Jessica Holmes Shares Love of Reading


Jessica Holmes’ mom fostered a love of reading and learning in her daughter, and now Jessica is trying to do the same with the pre-school children in whose class she volunteers as a book mentor.

For the past seven years, she has been a book mentor for Illinois Public Media’s Book Mentor Project. At Rantoul Head Start, she reads a book to the children and helps them do a related activity. “The kids just love to be read to. They soak up everything,” said Jessica, who works in the accounting department at Credit Union 1 in Rantoul.  “I love looking at their faces.”

How did you become a book mentor?

I got involved through Rantoul Rotary. One of the mentors invited me to go with them when they volunteered, and I fell in love with it.

We understand that you go read to the Head Start kids on additional days besides Book Mentor Project days.

I really missed it during the six months of the year the Book Mentor Project isn’t active, so the teachers said I could come every month on my own and read to the kids. We do all kinds of fun things. Next month we’re going to read about penguins and I’m going to teach them the penguin dance.

What keeps you involved after so many years?

I just really enjoy the kids and the teachers. These kids are our future. They’re going to be the presidents, doctors, lawyers, bank tellers, mail carriers and other workers. Reading was so important to me as a child so I enjoy sharing books with these kids. If I had to give up some of my volunteer work, the last thing I would give up is being a book mentor.

What other volunteer work do you do?

Along with a lot of other people, I helped raise money for new playground equipment at Rantoul Head Start. I’m a director and actor with the Rantoul Theatre Company, and I’m active with Rotary.

What was your favorite book as a child?

Miss Twiggley’s Tree. She lived in a tree with her little dog. I just loved that book.

What is your favorite book that you have read to children?

“Stand Back,” Said the Elephant, “I’m Going to Sneeze.” I read this one with Barb Ridenour and Joe Murphy at Words in the Wind (a fundraiser for the Book Mentor Project).

Has being in theater helped you as you read to the children?

I think it has, but as I’ve become a more experienced book mentor, I’ve definitely learned to let go of some of my inhibitions. Now it’s okay to make noises and gestures while I’m reading, and just have fun with it.

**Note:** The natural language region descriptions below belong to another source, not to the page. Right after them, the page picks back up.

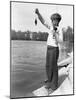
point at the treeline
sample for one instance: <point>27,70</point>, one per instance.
<point>28,35</point>
<point>41,36</point>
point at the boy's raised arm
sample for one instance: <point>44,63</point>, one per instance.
<point>41,18</point>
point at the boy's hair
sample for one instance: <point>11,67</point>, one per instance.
<point>55,16</point>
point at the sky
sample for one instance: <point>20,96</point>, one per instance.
<point>23,16</point>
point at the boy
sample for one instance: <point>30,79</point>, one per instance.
<point>52,49</point>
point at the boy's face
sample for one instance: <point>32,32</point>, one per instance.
<point>55,23</point>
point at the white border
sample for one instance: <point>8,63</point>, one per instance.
<point>5,49</point>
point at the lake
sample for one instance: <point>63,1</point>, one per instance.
<point>28,60</point>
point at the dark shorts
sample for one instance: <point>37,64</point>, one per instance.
<point>51,66</point>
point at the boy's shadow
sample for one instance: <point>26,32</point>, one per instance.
<point>61,78</point>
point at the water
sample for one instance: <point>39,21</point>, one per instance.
<point>28,60</point>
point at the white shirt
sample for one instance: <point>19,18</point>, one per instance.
<point>51,37</point>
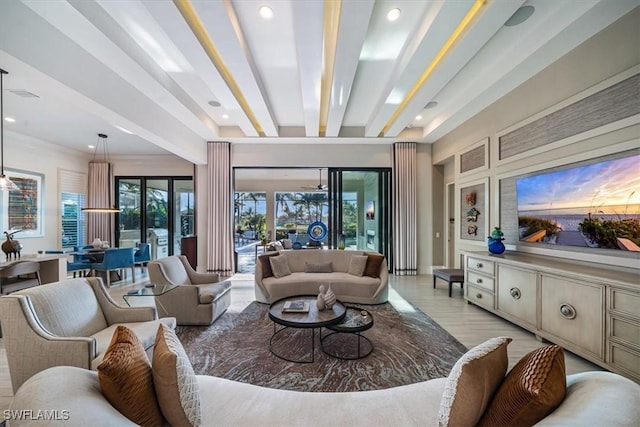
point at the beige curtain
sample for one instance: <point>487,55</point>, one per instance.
<point>220,209</point>
<point>405,244</point>
<point>100,194</point>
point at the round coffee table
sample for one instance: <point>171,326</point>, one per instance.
<point>355,321</point>
<point>311,319</point>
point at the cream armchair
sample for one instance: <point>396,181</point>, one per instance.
<point>67,323</point>
<point>199,299</point>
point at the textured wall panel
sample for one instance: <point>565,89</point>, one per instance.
<point>614,103</point>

Bridget Meis, in whose classroom Jessica volunteers, says the kids definitely pick up on Jessica’s energy and enthusiasm. “They can tell how much she cares about them, so they give that right back,” she said.

Illinois Public Media’s Book Mentor Project serves 42 classrooms and 720 families each year. The project trains volunteers come from local businesses, community service organizations, student associations and parent groups. The volunteers visit Head Start and early childhood classrooms where they read a book and do a related activity with the children.